Princess Beatrice was supposed to marry Edoardo Mapelli Mozzi on May 29 at St James’s Palace in London but then the pandemic happened so they ended up postponing it. The Daily Mail reported that they were hoping instead to have their wedding in 2021 and that it would be like a post-COVID celebration to “boost the spirit of the nation”. I mean… there are other complications other than coronavirus, you know? So alternate plans were made. 

 

Buckingham Palace confirms today that Beatrice and Edoardo were married this morning. The statement reads:

“The private wedding ceremony of Princess Beatrice and Mr Edoardo Mapelli Mozzi took place at 11am on Friday 17 July at the Royal Chapel of All Saints at Royal Lodge, Windsor.

“The small ceremony was attended by the Queen, the Duke of Edinburgh and close family. The wedding took place in accordance with all relevant government guidelines.”

Close family also of course includes Beatrice’s parents, Prince Andrew and Sarah Ferguson. According to PEOPLE the ceremony was attended by around 20 people. The wedding was not announced ahead of time which, as The Guardian notes, is an “unusual move”. Needless to say, nobody wanted the heat. At the time of this post, an official photo from the wedding has not been shared. 

Beatrice is Prince Andrew’s firstborn. And, well, I think by now we’re all pretty familiar with Andrew’s personality, his former lifestyle, and his former expectations. It’s been widely reported that Andrew is a “do you know who I am?” style of royal. Before the Jeffrey Epstein situation went mega mainstream last year, Andrew had been working behind the scenes to make sure that his daughter remained as close to the Queen as possible because his brother, Prince Charles, has been steadily shrinking the size of the royal team. Back in 2011, for that Vanity Fair piece “The Trouble With Andrew” that I frequently refer to as a backgrounder on Prince Andrew, royal reporter and biographer Robert Jobson (whose book on Charles was published a couple of years ago), told the magazine that: 

 

“When Charles ascends the throne—which he will do despite all the talk to the contrary—he’d like the royal family to be streamlined; he wants a smaller, more cost-effective monarchy. Andrew has made a tremendous effort to keep Beatrice and Eugenie close to the Queen in order to assure their future as fully paid-up members of the Firm, as the royal family is called. In addition to their status as royal highnesses, Andrew has always wanted them to have around-the-clock security and the rank of working royals. But if Charles has his way, the girls will be thrown off the royal payroll and have to fend for themselves. Many of Andrew’s inexcusable actions—consorting with rich oligarchs in North Africa, the Mideast, and the former Soviet Union, and begging friends to bail out Fergie—have been done with his daughters’ welfare in mind.” 
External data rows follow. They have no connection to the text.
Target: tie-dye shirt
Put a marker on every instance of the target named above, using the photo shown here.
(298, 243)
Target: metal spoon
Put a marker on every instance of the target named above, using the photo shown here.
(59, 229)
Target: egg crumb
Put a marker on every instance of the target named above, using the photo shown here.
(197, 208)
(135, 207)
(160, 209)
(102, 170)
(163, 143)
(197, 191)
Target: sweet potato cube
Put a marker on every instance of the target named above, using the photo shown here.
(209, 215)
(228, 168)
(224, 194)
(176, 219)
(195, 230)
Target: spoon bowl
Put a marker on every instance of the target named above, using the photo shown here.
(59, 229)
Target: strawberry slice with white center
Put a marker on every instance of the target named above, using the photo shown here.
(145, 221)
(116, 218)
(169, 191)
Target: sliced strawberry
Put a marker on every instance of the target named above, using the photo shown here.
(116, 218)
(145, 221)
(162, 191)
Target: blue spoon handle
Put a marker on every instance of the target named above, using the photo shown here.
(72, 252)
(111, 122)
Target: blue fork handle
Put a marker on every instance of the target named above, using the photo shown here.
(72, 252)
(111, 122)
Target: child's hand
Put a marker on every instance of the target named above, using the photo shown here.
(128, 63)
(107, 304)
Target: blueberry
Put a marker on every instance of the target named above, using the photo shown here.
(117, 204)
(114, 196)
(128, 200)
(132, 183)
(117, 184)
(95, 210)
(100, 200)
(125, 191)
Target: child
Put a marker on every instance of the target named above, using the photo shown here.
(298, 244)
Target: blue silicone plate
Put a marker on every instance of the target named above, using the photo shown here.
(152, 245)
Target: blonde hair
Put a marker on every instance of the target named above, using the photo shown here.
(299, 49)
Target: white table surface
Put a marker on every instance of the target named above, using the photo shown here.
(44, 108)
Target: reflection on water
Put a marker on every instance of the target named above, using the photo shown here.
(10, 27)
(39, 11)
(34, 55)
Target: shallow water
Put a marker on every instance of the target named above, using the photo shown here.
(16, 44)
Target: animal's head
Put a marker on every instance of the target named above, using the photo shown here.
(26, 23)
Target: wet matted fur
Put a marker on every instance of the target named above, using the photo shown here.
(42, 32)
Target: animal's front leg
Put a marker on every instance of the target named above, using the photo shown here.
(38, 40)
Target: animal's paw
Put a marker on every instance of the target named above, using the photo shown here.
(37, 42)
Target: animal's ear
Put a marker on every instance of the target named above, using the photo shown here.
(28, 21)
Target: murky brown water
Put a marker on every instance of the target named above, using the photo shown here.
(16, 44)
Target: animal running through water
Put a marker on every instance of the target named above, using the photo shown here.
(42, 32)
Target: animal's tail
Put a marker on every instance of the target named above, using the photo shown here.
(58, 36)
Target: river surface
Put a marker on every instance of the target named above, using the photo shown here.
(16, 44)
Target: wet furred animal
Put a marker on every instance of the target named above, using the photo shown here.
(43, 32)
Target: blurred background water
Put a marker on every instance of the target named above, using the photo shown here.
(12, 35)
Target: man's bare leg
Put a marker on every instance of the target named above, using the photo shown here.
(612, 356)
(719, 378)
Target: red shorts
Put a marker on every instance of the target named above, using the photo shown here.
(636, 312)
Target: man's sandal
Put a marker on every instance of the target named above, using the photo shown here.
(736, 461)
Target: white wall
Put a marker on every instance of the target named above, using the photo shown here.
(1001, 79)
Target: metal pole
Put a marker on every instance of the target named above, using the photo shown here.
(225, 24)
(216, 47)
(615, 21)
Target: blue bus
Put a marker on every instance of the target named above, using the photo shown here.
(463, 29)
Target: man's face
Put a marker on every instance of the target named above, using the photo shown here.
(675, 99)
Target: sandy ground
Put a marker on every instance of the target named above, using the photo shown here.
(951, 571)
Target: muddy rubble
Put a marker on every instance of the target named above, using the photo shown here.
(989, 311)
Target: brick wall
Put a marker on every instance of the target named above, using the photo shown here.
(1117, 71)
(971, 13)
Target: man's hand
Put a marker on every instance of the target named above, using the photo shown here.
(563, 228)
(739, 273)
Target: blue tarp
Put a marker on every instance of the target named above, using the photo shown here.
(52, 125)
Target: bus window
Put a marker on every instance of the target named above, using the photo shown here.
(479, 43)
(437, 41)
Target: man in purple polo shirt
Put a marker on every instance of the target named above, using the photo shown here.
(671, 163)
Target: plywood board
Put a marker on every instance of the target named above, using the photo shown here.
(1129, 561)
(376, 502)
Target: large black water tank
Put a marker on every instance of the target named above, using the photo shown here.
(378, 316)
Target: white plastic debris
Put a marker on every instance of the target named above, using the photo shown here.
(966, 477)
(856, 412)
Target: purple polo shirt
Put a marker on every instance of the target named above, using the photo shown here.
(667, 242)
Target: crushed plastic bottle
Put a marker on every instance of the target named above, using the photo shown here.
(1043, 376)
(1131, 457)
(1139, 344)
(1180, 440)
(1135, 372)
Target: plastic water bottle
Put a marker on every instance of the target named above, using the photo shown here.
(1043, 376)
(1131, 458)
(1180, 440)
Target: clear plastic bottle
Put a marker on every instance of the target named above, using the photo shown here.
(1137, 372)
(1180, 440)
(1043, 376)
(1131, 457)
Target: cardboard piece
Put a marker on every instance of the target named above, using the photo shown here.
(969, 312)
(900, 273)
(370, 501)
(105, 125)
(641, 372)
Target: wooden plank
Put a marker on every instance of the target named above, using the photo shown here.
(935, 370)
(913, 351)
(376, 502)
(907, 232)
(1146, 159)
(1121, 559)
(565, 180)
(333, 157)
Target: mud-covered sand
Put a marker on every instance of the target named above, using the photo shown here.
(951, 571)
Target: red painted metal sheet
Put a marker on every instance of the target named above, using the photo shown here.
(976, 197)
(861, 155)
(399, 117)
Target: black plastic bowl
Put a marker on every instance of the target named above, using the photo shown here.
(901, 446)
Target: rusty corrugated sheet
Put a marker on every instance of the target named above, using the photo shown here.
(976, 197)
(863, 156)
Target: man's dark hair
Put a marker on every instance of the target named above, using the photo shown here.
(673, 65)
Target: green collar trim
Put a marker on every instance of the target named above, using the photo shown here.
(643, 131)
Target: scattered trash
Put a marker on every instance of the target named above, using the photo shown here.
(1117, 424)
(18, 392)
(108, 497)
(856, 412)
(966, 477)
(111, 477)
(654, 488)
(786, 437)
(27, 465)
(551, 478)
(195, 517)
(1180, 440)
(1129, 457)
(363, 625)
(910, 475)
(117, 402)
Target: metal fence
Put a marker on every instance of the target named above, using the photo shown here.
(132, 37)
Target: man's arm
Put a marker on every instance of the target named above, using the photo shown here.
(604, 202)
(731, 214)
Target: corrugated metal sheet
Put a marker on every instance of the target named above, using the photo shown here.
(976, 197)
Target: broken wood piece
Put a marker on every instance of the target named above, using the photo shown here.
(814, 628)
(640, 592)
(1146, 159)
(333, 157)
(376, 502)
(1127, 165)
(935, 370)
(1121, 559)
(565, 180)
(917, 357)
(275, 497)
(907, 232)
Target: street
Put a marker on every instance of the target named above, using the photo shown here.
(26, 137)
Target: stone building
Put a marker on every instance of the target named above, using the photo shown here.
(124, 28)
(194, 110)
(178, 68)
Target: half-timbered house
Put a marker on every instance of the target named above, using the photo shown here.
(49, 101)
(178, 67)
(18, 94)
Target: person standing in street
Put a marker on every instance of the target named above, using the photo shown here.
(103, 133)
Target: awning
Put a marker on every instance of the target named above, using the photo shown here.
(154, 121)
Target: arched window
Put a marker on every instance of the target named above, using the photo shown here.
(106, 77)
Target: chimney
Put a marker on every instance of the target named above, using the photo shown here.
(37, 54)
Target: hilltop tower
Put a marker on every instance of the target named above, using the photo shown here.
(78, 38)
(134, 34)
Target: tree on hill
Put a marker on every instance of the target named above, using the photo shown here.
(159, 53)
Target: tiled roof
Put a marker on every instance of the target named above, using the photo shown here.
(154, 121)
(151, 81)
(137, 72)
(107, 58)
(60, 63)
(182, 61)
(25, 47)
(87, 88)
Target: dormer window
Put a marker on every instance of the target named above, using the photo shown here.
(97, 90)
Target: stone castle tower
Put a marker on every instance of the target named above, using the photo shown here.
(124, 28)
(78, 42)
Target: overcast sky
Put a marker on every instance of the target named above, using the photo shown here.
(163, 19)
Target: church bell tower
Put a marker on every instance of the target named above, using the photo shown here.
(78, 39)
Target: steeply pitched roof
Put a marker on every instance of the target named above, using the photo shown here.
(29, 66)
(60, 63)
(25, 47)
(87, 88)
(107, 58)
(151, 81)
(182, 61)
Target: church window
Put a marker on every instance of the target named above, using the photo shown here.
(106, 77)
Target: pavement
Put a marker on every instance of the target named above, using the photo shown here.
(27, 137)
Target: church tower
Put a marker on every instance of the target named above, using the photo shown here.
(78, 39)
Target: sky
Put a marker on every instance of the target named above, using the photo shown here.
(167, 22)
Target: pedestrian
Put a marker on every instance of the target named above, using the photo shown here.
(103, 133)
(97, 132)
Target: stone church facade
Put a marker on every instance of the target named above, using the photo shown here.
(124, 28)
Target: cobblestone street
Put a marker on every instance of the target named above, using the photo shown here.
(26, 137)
Remember, this was back in 2011 and some things have changed  when the press around him was bad… but not the way it is now. And in between then and last year, after he’d lost his job as British trade envoy, he was soon back to preening with his Pitch@Palace program which was just cancelled a few months ago after his disastrous interview with Emily Maitlis for BBC Newsnight. 

The point is that had circumstances been different, Andrew would have wanted a bigger wedding. He’s not the one getting married but with that ego, given how spoiled and entitled he’s been acknowledged to be, he would have wanted to peacock. 

That said, if you’re on Team York, there are some positive takeaways. The most crucial takeaway, as has been the case all along, is that he is still under the powerful protection of the royal institution and that his daughters still have the access they need to the Queen.